Non lo sappiamo ancora, anche se si è evidenziato un lieve calo tra le persone che si erano vaccinate per prime tra la fine del 2020 e l’inizio del 2021. Stimare la riduzione non è però semplice, non solo perché ogni individuo sviluppa diversamente una memoria immunitaria, ma anche perché la diffusione della variante delta ha cambiato le regole della pandemia mentre questa era già in corso.

Proprio per via della variante delta, alcuni paesi come Israele hanno deciso di procedere in tempi rapidi a una terza somministrazione del vaccino, in modo da potenziare la risposta immunitaria e avere una migliore protezione. In Italia il ministro della Salute, Roberto Speranza, ha di recente annunciato che la terza dose sarà somministrata ai soggetti fragili, con un sistema immunitario meno efficiente, a chi ha subito un trapianto e ai malati di tumore. Nel frattempo sono in corso valutazioni per estendere la terza dose ad altre categorie. Le ricerche intanto proseguono per avere evidenze scientifiche più chiare sul tema.

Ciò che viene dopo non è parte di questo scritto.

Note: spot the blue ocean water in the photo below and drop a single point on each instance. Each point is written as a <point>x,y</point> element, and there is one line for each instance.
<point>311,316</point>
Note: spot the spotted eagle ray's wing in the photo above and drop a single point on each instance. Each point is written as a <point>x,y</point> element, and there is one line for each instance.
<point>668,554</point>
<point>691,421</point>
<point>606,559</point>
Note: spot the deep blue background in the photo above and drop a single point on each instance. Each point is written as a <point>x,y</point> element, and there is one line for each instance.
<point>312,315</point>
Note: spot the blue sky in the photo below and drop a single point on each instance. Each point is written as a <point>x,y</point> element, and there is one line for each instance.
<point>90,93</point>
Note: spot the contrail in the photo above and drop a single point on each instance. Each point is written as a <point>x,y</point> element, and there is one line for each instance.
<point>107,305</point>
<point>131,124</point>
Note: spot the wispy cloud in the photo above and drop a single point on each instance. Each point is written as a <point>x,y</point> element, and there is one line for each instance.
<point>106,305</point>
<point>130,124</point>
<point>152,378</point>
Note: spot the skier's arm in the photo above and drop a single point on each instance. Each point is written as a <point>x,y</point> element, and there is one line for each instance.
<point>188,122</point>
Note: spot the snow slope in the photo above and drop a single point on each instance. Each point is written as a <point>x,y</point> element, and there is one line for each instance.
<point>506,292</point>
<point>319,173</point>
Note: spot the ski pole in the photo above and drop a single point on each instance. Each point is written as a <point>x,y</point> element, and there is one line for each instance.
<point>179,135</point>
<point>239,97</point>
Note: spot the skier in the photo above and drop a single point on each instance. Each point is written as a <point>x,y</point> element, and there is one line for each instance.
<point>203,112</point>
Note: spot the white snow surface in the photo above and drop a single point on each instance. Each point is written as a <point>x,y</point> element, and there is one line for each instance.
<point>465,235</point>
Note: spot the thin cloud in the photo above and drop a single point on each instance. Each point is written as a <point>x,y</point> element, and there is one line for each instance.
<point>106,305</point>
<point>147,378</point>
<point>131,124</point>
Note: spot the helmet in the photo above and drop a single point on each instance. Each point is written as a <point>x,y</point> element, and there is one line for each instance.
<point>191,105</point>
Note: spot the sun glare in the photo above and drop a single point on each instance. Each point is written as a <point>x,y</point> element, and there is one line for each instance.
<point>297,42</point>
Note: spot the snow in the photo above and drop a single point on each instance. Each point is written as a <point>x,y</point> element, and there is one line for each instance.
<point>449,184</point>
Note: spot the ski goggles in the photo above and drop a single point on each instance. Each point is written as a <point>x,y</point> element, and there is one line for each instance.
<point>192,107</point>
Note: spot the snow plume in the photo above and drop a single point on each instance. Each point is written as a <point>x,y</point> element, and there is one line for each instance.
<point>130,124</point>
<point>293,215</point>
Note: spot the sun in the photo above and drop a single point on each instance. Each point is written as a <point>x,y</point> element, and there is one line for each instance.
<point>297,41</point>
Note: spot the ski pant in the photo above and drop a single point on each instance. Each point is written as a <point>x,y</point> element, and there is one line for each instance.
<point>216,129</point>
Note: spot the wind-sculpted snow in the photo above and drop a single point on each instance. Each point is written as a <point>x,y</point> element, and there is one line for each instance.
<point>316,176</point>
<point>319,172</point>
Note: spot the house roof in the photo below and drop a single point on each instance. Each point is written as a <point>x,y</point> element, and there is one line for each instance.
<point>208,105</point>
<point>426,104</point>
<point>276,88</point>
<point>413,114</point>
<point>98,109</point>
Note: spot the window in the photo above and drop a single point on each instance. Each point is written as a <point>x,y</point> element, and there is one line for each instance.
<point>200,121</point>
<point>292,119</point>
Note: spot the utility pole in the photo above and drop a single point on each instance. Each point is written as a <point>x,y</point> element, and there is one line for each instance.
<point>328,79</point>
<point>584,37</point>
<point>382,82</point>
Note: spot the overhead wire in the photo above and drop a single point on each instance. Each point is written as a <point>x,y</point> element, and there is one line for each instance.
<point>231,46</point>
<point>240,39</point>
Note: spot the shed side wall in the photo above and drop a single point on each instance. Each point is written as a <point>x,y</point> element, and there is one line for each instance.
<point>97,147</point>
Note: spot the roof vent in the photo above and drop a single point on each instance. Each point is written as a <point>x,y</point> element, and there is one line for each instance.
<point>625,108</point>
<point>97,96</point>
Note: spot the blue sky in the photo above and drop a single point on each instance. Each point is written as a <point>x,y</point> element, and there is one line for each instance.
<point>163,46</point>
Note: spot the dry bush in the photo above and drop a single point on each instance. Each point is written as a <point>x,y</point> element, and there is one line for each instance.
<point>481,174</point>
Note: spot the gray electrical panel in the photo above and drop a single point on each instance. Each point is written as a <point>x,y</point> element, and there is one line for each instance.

In sostanza da vaccinato posso stare tranquillo?
Sicuramente chi è vaccinato può stare più tranquillo rispetto a chi non lo è, ma questo non implica che possa assumere comportamenti che mettano a rischio le altre persone (alcuni non si possono vaccinare per problemi di salute, non solo per scelta). Anche se per ora non esistono risposte nette, per stare ulteriormente tranquilli valgono tutte le cose che abbiamo ormai imparato in un anno di pandemia.

I vaccini riducono il rischio di contagio e proteggono dalle forme gravi di COVID-19, hanno già dato un enorme contributo a salvare vite, ma da soli non possono mettere fine alla pandemia. Il coronavirus continuerà a circolare ancora a lungo e a fare danni soprattutto nei paesi dove la percentuale di vaccinati è bassa.

Per quanto frustrante possa apparire, l’obiettivo rimane quello di un anno e mezzo fa: rallentare il più possibile la pandemia, in modo che i sistemi sanitari non collassino e che possano gestire al meglio gli inevitabili casi gravi di COVID-19. All’epoca potevamo farlo solamente con i lockdown e le misure restrittive, mentre ora abbiamo i vaccini, che contribuiscono a ridurre i rischi e in prospettiva dovrebbero rendere meno necessario il ricorso a soluzioni più drastiche come le chiusure avvenute nelle precedenti ondate.

Il ritorno alla “vita di prima” non sarà immediato e avverrà quando la maggior parte della popolazione avrà sviluppato un’immunità al coronavirus, tramite il vaccino o un’infezione vera e propria. È importante che ciò avvenga per gradi e per questo ogni vaccinato in più contribuisce a rendere più gestibile la pandemia.